Created by Brit Marling and Zal Batmanglij, A Murder at the End of the World is on Disney+. The limited series follows 24-year-old hacker and sleuth Darby Hart (Emma Corrin), who’s racing to solve the murder of her ex-boyfriend at the Icelandic retreat of tech billionaire Andy Ronson (Clive Owen). Isolated from the wider world, Darby’s only allies in her investigation are Andy’s ex-hacker wife, Lee Ronson (Marling), and an experimental AI installed in the hotel, Ray.
And the mysteries only continue to stack up. Why did Andy really invite each of them here? And why Iceland? Is solving the climate crisis, as Andy claims, the real reason each of them is there? Who is the killer among them? Are they human or machine?

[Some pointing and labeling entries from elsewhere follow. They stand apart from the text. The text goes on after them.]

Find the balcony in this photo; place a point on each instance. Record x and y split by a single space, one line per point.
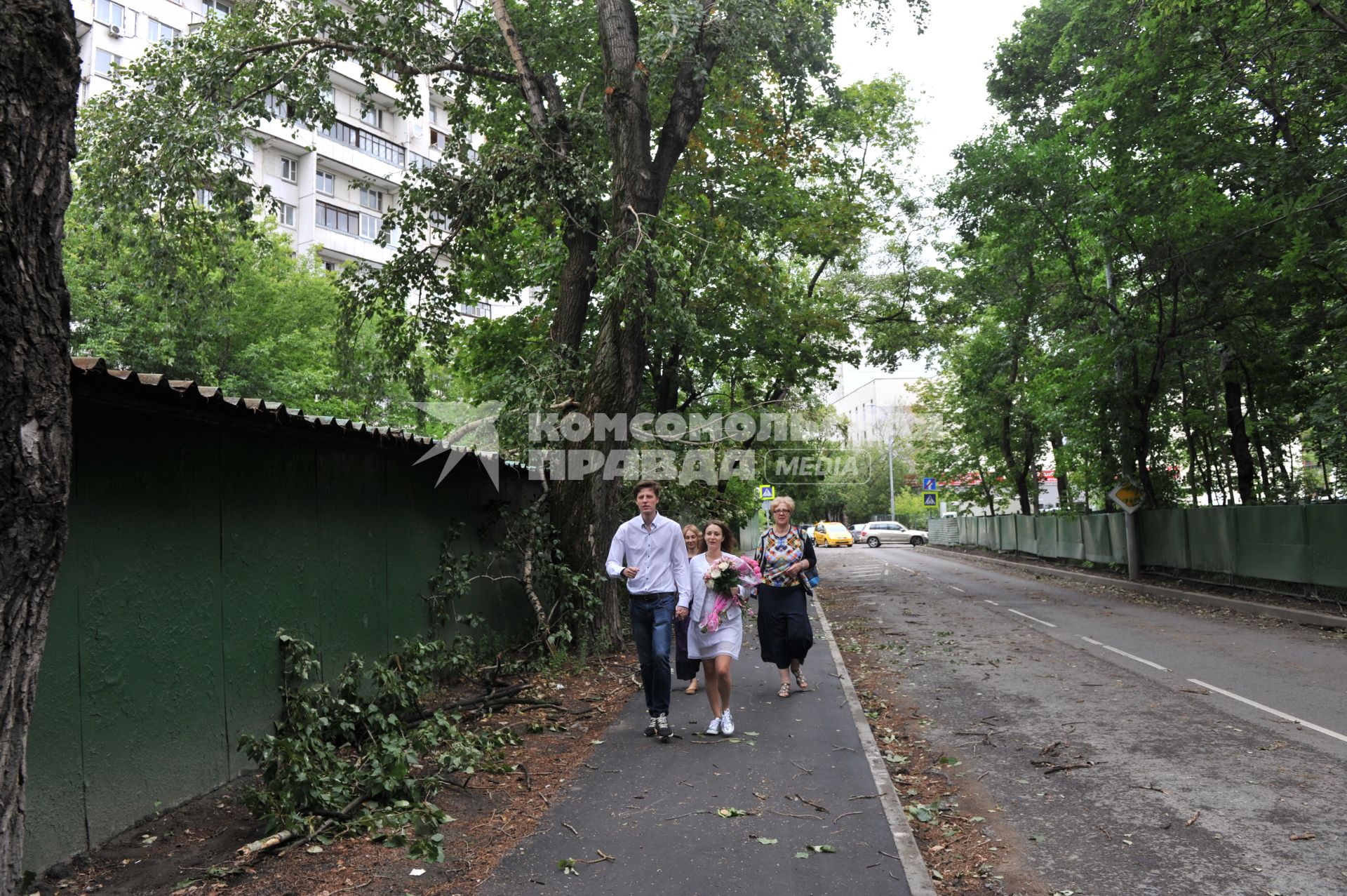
366 142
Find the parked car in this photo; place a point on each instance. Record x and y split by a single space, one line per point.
877 534
831 535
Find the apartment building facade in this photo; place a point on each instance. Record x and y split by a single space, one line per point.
333 184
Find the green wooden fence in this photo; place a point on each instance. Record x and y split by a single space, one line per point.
193 538
1296 543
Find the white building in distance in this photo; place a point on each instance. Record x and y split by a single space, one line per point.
333 184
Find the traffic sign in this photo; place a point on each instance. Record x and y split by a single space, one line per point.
1128 496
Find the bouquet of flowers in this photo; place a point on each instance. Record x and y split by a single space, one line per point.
724 580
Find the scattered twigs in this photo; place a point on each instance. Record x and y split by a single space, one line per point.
792 815
817 808
264 844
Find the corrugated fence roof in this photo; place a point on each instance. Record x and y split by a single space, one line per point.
186 395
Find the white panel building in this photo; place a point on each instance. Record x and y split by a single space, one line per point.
335 184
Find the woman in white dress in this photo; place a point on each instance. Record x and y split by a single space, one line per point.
720 648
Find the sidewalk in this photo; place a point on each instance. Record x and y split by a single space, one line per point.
654 806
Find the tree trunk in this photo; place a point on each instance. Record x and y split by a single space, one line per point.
39 79
597 506
1063 484
1238 434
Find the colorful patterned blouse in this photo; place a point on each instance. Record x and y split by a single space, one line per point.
776 553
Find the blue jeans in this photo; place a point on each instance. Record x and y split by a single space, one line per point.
652 629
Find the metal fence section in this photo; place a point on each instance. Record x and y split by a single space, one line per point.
1294 543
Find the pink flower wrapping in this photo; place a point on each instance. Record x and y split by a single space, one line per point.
724 580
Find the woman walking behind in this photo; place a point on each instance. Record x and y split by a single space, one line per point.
714 636
685 667
784 632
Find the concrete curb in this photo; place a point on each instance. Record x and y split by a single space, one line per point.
909 855
1306 617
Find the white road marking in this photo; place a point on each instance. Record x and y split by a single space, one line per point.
1132 657
1031 617
1268 709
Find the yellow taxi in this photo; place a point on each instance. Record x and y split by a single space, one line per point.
831 535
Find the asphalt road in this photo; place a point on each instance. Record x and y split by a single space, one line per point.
1206 740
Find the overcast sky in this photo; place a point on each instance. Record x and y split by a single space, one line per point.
947 70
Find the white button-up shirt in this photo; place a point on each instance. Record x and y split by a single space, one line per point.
657 551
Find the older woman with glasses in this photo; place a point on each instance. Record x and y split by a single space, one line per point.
784 553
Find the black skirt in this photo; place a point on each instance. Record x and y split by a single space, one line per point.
784 629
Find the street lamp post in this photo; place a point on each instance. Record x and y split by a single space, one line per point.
892 506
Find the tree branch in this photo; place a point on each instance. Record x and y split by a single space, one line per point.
1329 14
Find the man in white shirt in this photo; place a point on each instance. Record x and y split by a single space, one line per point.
650 554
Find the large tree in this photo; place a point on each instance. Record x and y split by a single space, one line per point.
39 73
605 155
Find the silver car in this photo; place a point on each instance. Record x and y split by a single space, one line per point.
877 534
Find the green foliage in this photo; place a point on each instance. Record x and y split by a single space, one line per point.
361 751
228 306
1151 266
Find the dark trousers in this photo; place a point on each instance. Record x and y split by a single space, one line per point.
652 629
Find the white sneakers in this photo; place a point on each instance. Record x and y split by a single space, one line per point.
721 726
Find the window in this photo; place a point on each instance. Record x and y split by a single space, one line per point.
373 118
243 152
109 13
104 62
159 33
278 108
333 219
372 200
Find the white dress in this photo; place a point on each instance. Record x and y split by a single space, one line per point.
726 639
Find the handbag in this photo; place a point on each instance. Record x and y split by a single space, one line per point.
811 575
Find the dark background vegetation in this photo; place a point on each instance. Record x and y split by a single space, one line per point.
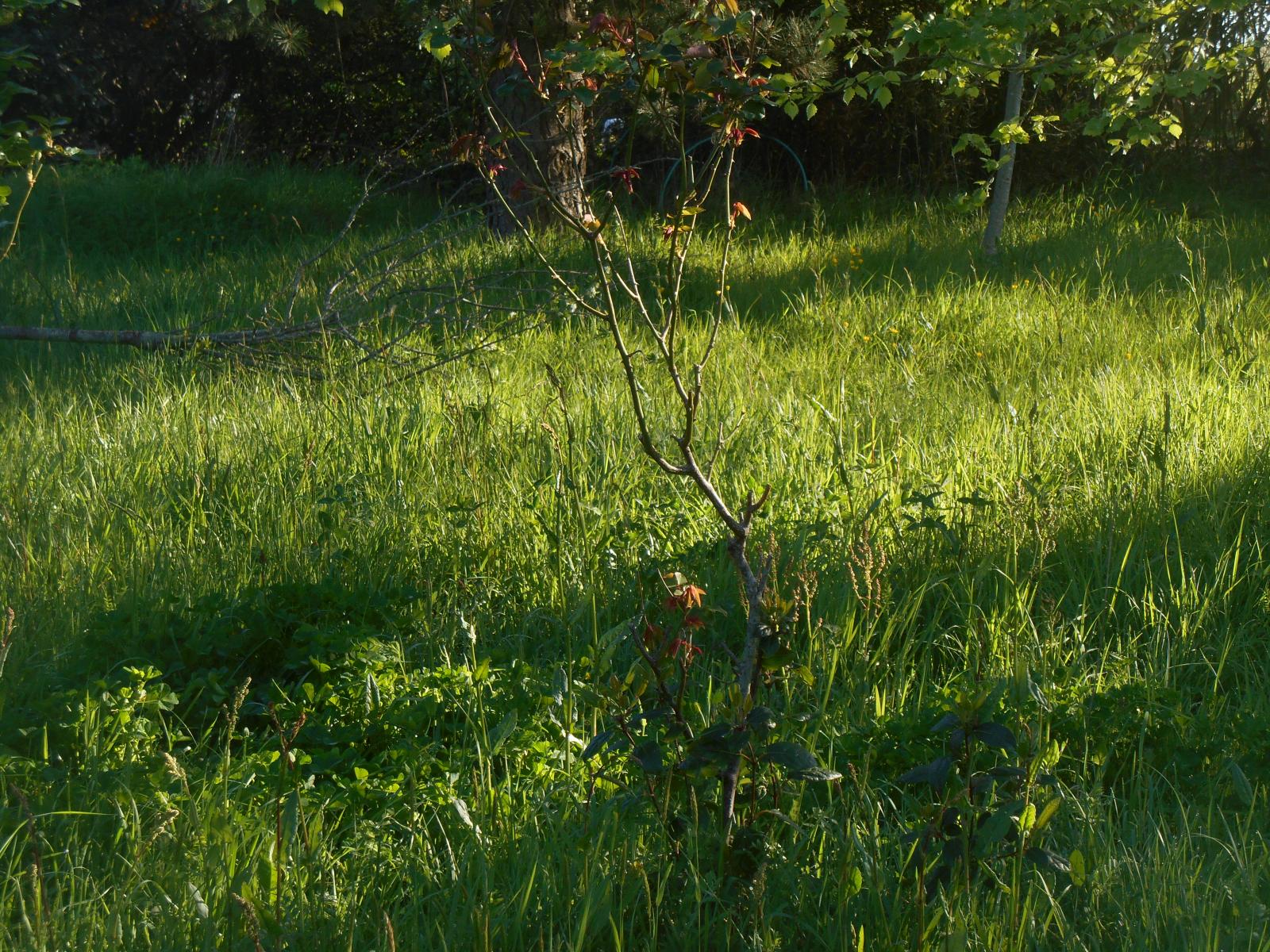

There are no simple answers. Protagonist Darby Hart has spent her adulthood as part of an online amateur sleuth community, which works on finding serial killers from cold cases. She’s a true original thinker, but her success at solving mysteries is also a testament to how the sharing of information online provides the opportunity to solve the unsolvable. In the present, experimental AI Ray is proving invaluable to her investigation, even if he’s also a glaring example of data privacy breaches.
Even enigmatic and somewhat antagonistic tech billionaire Andy seems to represent the complex capitalist conundrum. Innovation is a vital element of addressing climate change. However, in our current society, private enterprise is more likely to finance such innovations than governments wrapped up in oil and coal. This set-up also empowers billionaires to ransom humanity’s future. While Andy’s proposed innovations would be a boon for humanity’s survival, they’re also entirely controlled by him.
Right off the bat, Batmanglij and Marling intertwine themes of climate change resolution, the tech industry’s benevolence, and the complex role AI plays in it all. Like their previous cult sci-fi series, The OA, Batmanglij and Marling opt for connection over comfort. A Murder at the End of the World doesn’t offer answers to these big philosophical questions so much craft a story that explores each element that must be considered before we ask them. All this is wrapped up in a wholly unique and compelling whodunnit.
A Murder At The End Of The World is streaming on Disney+.